Quel est le degré de fiabilité de l’identification vocale, comparée à d’autres techniques biométriques ?
La signature vocale n’est pas une modalité d’identification aussi forte que l’empreinte génétique, digitale (à condition que celle-ci soit prise correctement), voire rétinienne. Mais la voix peut être associée à d’autres protocoles de sécurité pour prouver l’identité d’une personne : prononciation d’un mot de passe ou d’un code PIN, réponse à une question secrète… C’est une distinction parfois difficile à saisir : la signature vocale n’est pas la plus sûre, mais la voix, en tant que scénario pratique d’identification, permet d’atteindre un bon niveau de confiance.
Peut-on duper un système d’identification vocale ?
Commençons par rappeler qu’aucun système de sécurité n’est infaillible. L’imitation de la voix d’autrui par un être humain est un premier type d’attaque. Mais ces imitateurs s’exercent à tromper la perception humaine et sont moins efficaces face à une machine. Viennent ensuite les attaques technologiques, à commencer par l’enregistrement de la voix (replay attack). Ce subterfuge fonctionne assez bien, mais les systèmes détectent de mieux en mieux certaines traces laissées par le micro et le haut-parleur. Ensuite, des logiciels sont disponibles gratuitement pour convertir un enregistrement vocal et le faire ressembler à une voix-cible. Si l’utilisateur est novice, des contre-mesures existent. En revanche, si ce logiciel est aux mains d’un expert qui s’investit plusieurs mois, l’attaque est presque indétectable : le taux de fausses acceptations augmentera sensiblement. Enfin, un pirate, avec l’aide de réseaux de neurones, peut tenter de construire des voix-prototypes qui ont des chances de tromper le système d’identification vocale d’une banque. Cette attaque n’est pas conçue pour viser une personne spécifique mais, quand un système d’identification compte plusieurs millions d’utilisateurs – c’est le cas de Google – le risque que le pirate obtienne des milliers d’accès est loin d’être nul.

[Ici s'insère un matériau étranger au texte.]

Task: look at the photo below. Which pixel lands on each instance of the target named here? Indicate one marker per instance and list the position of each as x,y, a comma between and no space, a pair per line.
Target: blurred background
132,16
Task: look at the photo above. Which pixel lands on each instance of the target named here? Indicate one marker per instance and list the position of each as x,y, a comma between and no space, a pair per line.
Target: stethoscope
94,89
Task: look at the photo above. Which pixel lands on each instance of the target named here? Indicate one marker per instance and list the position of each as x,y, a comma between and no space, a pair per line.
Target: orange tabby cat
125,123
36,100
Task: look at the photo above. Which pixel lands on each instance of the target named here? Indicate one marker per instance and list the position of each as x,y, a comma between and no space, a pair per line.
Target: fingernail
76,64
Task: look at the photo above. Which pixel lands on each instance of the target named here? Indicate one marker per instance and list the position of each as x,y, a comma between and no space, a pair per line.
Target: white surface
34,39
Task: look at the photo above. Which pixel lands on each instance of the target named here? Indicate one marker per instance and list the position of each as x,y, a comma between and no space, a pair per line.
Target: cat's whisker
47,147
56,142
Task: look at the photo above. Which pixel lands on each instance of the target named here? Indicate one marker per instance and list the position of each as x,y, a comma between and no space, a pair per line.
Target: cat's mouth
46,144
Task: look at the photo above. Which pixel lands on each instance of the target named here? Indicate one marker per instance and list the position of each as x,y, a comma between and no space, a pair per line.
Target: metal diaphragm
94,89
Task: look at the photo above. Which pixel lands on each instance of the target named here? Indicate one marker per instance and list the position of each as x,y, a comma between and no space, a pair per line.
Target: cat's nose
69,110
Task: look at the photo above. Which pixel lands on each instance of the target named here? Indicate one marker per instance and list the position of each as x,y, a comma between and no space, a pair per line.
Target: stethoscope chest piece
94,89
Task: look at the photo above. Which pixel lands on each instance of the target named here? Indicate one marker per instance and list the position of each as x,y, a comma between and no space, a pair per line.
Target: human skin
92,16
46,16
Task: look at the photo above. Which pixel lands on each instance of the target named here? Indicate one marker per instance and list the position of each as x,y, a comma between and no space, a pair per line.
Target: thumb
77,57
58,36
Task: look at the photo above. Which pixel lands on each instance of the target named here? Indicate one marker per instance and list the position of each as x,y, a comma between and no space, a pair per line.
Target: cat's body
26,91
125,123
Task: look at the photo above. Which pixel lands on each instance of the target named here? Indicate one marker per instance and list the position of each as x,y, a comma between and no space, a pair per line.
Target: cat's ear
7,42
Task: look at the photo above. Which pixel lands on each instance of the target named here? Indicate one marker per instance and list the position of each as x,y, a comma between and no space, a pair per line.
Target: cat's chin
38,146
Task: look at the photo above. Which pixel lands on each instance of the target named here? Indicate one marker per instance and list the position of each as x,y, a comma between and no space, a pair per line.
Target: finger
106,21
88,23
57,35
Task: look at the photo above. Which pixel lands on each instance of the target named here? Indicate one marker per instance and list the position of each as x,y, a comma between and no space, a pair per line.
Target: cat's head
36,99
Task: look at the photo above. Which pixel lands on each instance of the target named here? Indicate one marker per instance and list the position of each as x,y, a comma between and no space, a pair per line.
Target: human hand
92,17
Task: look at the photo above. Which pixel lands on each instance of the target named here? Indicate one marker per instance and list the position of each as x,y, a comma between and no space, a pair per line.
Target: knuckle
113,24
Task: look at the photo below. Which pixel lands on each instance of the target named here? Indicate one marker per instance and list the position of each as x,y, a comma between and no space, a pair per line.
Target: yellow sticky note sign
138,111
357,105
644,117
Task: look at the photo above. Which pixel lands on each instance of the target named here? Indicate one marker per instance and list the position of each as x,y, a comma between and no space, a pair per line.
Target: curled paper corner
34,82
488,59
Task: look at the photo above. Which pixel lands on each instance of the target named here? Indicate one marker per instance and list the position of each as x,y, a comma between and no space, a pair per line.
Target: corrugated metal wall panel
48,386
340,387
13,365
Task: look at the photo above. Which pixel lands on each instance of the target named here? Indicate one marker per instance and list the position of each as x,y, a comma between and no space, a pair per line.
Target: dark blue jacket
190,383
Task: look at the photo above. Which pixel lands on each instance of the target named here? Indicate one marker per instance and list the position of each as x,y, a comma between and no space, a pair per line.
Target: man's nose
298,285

Quelles contraintes réglementaires s’appliquent à l’identification vocale ?
L’identification par la voix, comme toute donnée biométrique, entre dans le cadre du Règlement général sur la protection des données (RGPD). Mais, de façon étonnante, la voix elle-même n’est pas considérée comme une donnée sensible. Or, la voix renseigne sur l’état d’une personne, son passé (au travers de l’accent) et bien d’autres informations, ce qu’une IA est capable d’analyser. Google, comme tous les GAFAM, est susceptible de revendre de telles données, qui pourraient intéresser des cabinets de recrutement. On imagine les possibilités de discrimination. Il paraît évident que les jurisprudences vont évoluer pour que la voix soit une donnée protégée au titre de la vie privée. Les utilisateurs en seront les bénéficiaires, de même que les entreprises-clientes, responsables d’un point de vue juridique en cas de discrimination.